Address: 139, Nanjing E Rd, Sec 2, Taipei (台北市南京東路2段139號1樓) Behind the Fubon bank building
Telephone: (02) 2516 0960
Open: 11:30am to 9pm, Monday to Friday
Average meal: NT$150
Other: English menu available

By Jules Quartly  /  STAFF REPORTER

Cafe culture gets a boost at CitySky.

PHOTO: JULES QUARTLY, TAIPEI TIMES

International cities have great cafes. They are places to hang out, enjoy a sandwich, some coffee or even a glass of wine -- and watch the busy world of matchstick office men and women outside.

Taipei does not have a cafe culture -- or if it does it's recent and predicated on Starbucks -- and about the only place you can enjoy fresh juice and a decent sandwich is one of the upscale hotels. CitySky is a small chain of cafes, with outlets in Minsheng East Road and Dunhua South Road, that aims to fill the cafe culture gap.

Started five years ago by Vickie Wu (陳受), the latest store is a blend of styles, mainly Japanese and American. This is not surprising since she spent the first half of her life in Tokyo and then went to New York, where she discovered the joys of the metropolis' varied eateries. She also got a good grounding in the theory of food and beverage at Cornell University Hotel School, where she earned her MBA. Following her Taiwanese husband, she has now settled in Taipei.

"I sense that with the big cities there are a lot of similarities and Taipei is getting there [in respect of a cafe culture]. A lot of Taiwanese have studied abroad and they often acquire a love of the culture," Wu says, adding she also adapts to local tastes.

"We didn't want to make just any kind of sandwiches.
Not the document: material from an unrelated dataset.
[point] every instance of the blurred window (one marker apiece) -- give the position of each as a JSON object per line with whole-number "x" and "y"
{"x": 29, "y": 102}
That's why they are pannini style. Locals like the bread softer so we don't squash it in the toaster [as is done elsewhere], unless of course you want it done that way."

You can choose one of three breads for your sandwich, including nutty, brown Italian focaccia, french bread and shaobing (燒餅). Fillings include Cuban roast pork, beef gyro rolls, tuna and egg salad, among others.  

The spicy Caribbean chicken (NT$100) was not too much for this delicate palate. On the contrary, it was a little bland and could have done with something a little more ... Caribbean. Western-style, it came with focaccia bread, iceberg lettuce and tomato. There was an option to take the "set" -- for an extra NT$20 -- and this means either soup or salad. Wu says she is on a mission to get more Taiwanese men to eat salads, but the soup of the day was homemade carrot and obviously the best choice on a damp and chilly day.

In addition, there are homemade desserts, which tend toward the pretty Japanese pastry type rather than the heavy New York cheesecake or quadruple-chocolate variety. Coffees range from a reasonable NT$60 and there is a also good selection of wines from Australia, France and California, by the bottle or glass, all at reasonable prices.